How Can a King Arthur Story with a Character Named “Kung-Fu George” Be This Generic?


King Arthur is neither Guy Ritchie’s worst film nor his best, but it might well be his most frustrating. A compendium of all the things that make the British director so occasionally exciting and so often irritating, this new, hyper-stylized take on the Arthurian legends veers between genius and idiocy.

To be fair, we probably shouldn’t even call this movie a “take” on the Arthurian legends. Rather, the plot is more like what a 12-year-old who hadn’t done the reading might come up with when called on in class. In this version, Arthur starts off as a child who’s cast away when his father, King Uther Pendragon (Eric Bana), is betrayed and killed by Vortigern (Jude Law), Arthur’s uncle and a practitioner of the dark arts. Raised in a brothel in the town of Londinium, the boy grows up to be a strapping hustler and small-time gangster (played with gruff conviction by Charlie Hunnam).
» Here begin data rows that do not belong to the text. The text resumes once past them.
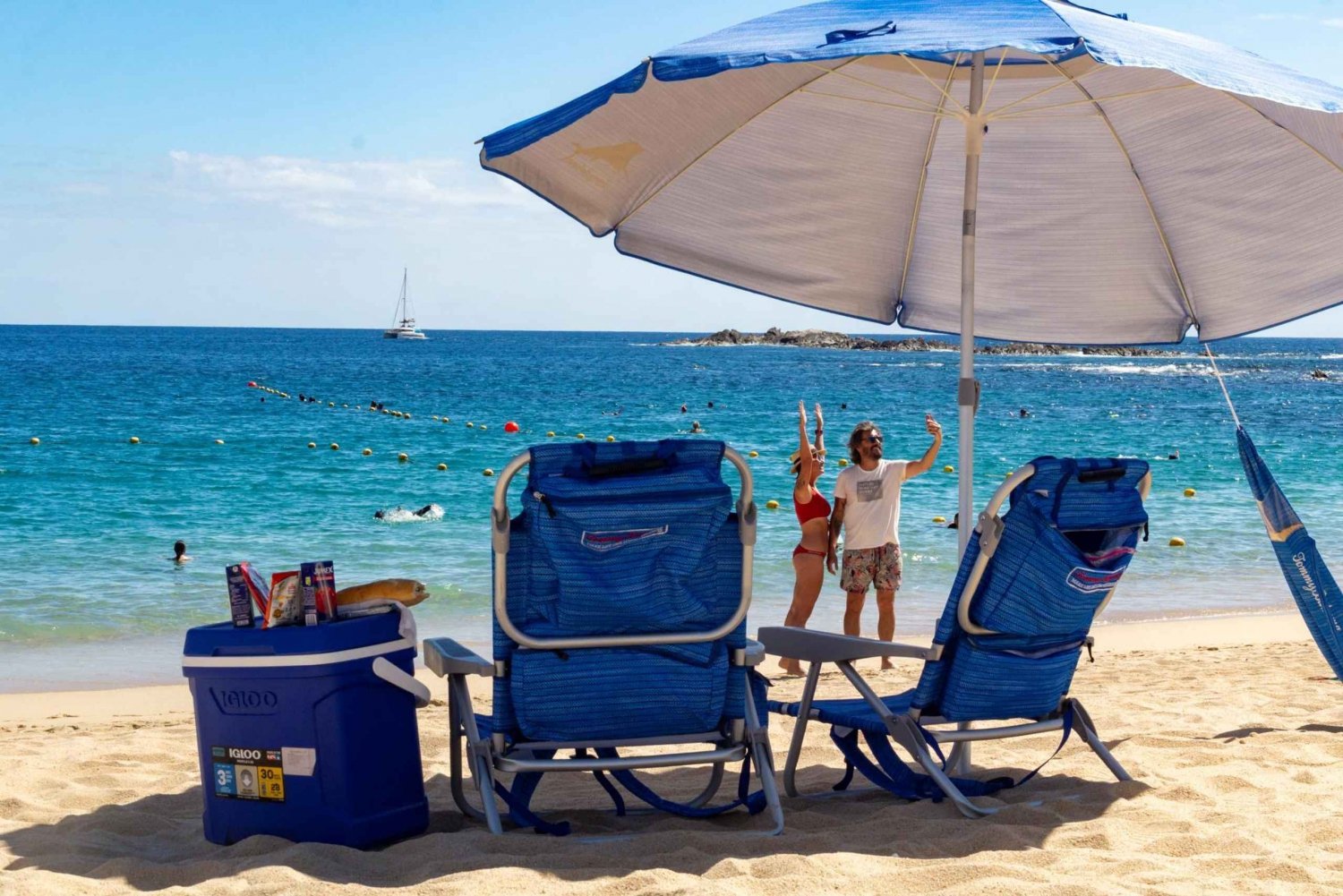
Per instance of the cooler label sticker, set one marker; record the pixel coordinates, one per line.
(298, 761)
(247, 772)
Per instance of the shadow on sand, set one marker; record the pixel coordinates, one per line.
(156, 842)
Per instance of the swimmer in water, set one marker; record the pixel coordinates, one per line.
(424, 511)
And so, when the time comes for Arthur to rediscover his birthright and pull the sword from the stone, he has no interest in any of it. Being king would really mess with the cushy situation he’s got going on, in which he extorts Vikings, beats up johns, and lives a happy-go-lucky life. But pull the sword he does, and immediately he’s being pursued by now-King Vertigern and his “blackleg” shock troops. Arthur reluctantly assembles a scrappy band of men to fight back, bringing together low-bred mates like Backlack (Neil Maskell) and Wet Stick (Kingsley Ben-Adir) with noble, committed resistance figures like Sir Bedivere (Djimon Hounsou) and Goosefat Bill (Aidan Gillen). There’s also Kung-Fu George (Tom Wu), a martial arts master who helped the young Arthur learn to kick ass. And some guy named Mischief John (Geoff Bell). Not to mention Pudd’nhead Wilson (Anthony Hopkins) and Jimmy Two Times (Joe Pesci) – okay, I might have imagined those last two.

But really, why bother to create a dutifully colorful cast of characters, with all those colorful names, if you’re going to do such shockingly little with them? (You’d think that a movie with a guy named Kung-Fu George in it would actually have some, y’know, kung fu.) There will be those who will hate King Arthur on principle alone – for the liberties it takes and its amped-up blockbuster bluster. But the real problem is that Ritchie doesn’t go far enough with the reinvention. In trying to breathe new life into King Arthur, he and his writers merely make the story more predictable and derivative, more in line with any number of other recent action movies and fantasy epics.

It’s even more of a shame than usual because there are true sparks of inspiration and wit here, and I’d be lying if I said I didn’t enjoy much of the movie. Ritchie’s patented projection montages – in which characters game out the way a situation might develop, as we see the events swiftly transpire onscreen – can be fun, even moving; there’s a nice little charge to seeing a trope more commonly used in heist flicks and spy comedies (like Ritchie’s previous film, the wonderful Man from U.N.C.L.E.) applied to an ostensibly serious medieval epic.

There are other splendid elements here, too. Ritchie indulges the full, goth-nerd-friendly side of this material, with battle scenes that look like Molly Hatchet album covers come to life and a churning soundtrack (by Daniel Pemberton) that I can only describe as industrial death-folk; my teenage lizard brain ate that stuff up. What a waste, then, that so much energy and, yes, artistry has gone into making a movie so soul-crushingly generic.